TruthLens: Explainable DeepFake Detection for Face Manipulated and Fully Synthetic Data
Journal:
arXiv
Published Date:
Mar 20, 2025
Abstract
Detecting DeepFakes has become a crucial research area as the widespread use
of AI image generators enables the effortless creation of face-manipulated and
fully synthetic content, yet existing methods are often limited to binary
classification (real vs. fake) and lack interpretability. To address these
challenges, we propose TruthLens, a novel and highly generalizable framework
for DeepFake detection that not only determines whether an image is real or
fake but also provides detailed textual reasoning for its predictions. Unlike
traditional methods, TruthLens effectively handles both face-manipulated
DeepFakes and fully AI-generated content while addressing fine-grained queries
such as "Does the eyes/nose/mouth look real or fake?"

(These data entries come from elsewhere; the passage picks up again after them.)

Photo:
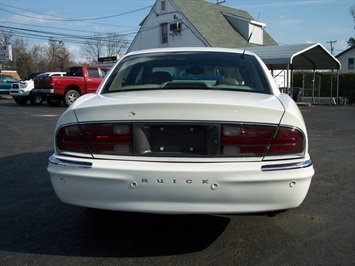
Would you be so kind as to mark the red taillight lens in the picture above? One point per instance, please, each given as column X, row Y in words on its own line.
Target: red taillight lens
column 249, row 140
column 70, row 138
column 287, row 141
column 245, row 140
column 107, row 138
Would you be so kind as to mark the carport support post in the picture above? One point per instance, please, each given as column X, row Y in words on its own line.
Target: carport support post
column 314, row 78
column 337, row 101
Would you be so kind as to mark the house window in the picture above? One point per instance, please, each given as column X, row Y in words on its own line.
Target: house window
column 164, row 32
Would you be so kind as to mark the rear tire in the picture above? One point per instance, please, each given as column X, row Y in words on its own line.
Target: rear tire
column 36, row 98
column 54, row 100
column 70, row 97
column 21, row 100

The architecture of TruthLens combines the global contextual understanding of
multimodal large language models like PaliGemma2 with the localized feature
extraction capabilities of vision-only models like DINOv2. This hybrid design
leverages the complementary strengths of both models, enabling robust detection
of subtle manipulations while maintaining interpretability. Extensive
experiments on diverse datasets demonstrate that TruthLens outperforms
state-of-the-art methods in detection accuracy (by 2-14%) and explainability,
in both in-domain and cross-data settings, generalizing effectively across
traditional and emerging manipulation techniques.